Another alternative if you just want to share your files in a dual-boot system between Windows and Linux is to partition the HD 3 ways (at least)
hda0 :NTFS (Windows)You can re-direct your My Documents folder to go off of the Fat32 partition by right-clicking on My Documents and go into Properties. You will see a place to put the location of My Documents and you can redirect it to the drive letter.
hda1 : EXT3 (Linux)
had2 : Fat32 (files)
If you share the computer with multiple people, you may want to set up a sub-folder with each person's login name and set each of their My Documents to their specific folder. Of course Thunderbird allows you to redirect where you want to keep your files.
One thing you'll notice is that Windows allows you to set a file or folder to be hidden.. Linux doesn't hid them. Linux instead uses the prefix "." (like .Trash ) to hide the directory of file and you guessed it: Windows shows those.

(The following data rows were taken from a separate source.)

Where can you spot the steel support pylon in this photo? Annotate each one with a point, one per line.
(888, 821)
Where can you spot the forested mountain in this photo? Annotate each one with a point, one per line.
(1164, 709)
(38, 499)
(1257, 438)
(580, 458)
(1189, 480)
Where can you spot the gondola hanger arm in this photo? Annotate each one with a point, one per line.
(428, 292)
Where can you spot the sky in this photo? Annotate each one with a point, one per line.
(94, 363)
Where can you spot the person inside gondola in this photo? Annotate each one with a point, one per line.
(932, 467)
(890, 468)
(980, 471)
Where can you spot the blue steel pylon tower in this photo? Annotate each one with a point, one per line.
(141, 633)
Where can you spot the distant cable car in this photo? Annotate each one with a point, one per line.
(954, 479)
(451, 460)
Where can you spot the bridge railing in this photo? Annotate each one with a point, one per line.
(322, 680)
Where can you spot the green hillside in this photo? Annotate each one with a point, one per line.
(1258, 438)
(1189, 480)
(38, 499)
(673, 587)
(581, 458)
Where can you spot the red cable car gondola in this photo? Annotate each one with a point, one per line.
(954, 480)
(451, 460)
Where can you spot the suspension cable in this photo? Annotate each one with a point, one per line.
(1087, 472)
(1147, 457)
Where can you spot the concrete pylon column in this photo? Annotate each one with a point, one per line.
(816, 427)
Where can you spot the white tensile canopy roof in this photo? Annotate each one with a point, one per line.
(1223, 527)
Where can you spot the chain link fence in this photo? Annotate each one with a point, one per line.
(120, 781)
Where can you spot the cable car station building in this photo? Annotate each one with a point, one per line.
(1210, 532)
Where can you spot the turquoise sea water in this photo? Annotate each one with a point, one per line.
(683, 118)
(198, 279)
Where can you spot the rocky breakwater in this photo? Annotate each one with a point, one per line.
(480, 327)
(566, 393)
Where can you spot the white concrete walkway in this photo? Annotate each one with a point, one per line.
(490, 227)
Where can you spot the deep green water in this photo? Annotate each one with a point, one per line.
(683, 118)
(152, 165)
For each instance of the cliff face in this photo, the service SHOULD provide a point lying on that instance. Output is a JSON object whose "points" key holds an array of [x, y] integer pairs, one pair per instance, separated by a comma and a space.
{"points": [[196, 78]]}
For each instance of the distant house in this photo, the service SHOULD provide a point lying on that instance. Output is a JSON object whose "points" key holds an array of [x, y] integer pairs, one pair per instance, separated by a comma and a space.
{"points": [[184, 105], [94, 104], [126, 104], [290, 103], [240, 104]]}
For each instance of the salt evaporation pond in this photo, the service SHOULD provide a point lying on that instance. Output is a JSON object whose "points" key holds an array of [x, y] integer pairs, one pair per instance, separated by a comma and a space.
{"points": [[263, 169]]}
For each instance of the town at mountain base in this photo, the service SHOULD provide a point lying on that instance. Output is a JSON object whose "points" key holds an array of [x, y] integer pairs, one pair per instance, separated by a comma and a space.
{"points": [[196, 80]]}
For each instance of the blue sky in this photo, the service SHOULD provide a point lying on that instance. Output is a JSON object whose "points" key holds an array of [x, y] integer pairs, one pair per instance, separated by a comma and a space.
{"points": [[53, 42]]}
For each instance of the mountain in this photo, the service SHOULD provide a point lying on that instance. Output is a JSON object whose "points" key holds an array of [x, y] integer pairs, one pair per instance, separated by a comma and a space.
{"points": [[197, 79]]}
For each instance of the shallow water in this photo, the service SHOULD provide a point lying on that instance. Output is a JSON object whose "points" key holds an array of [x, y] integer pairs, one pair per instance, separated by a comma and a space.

Also note, this doesn't move over Application settings (like default Mozilla Thunderbird files go in C:\\Documents and Settings\<<your login>>\Application Date\Thunderbird and this is NOT moved to the Fat32 Partition in this example, only the things under the My Documents folder.
An alternative of this, though, is to set up the Fat32 partition as an "( S: )" drive.. for "Share". This way you only put those files you want to share between the OSs there and everything else stays in the default location.
On the Linux side, all you need to do is
Mount the partition (modify the /etc/fstab file, or check the Disk Management tool)
Symlink to the mount point to make it easy to access (middle-click the mounted directory and drag it to where you want it and select "Link"
The nice thing about that is that for all intents and purposes the link IS the linked directory so all navigation, etc. is as if those files are in the link, not in the actual directory. I wish Windows Shortcuts would work like this.
I do not recommend linking your entire /home/ directory to the Fat32 partition. Even if it works (which it did for me) it caused me errors, and after seeing a partition table I built using a Live CD get blown away when I booted windows because it didn't understand it (or something), I am hesitant on having crucial information placed where both can access, and so suggest the Shared directory method instead.
Another alternative is using VMWare and setting one up as your host, and the other as a virtual machine and sharing (if that is possible) the desired directories ( or the whole C: ).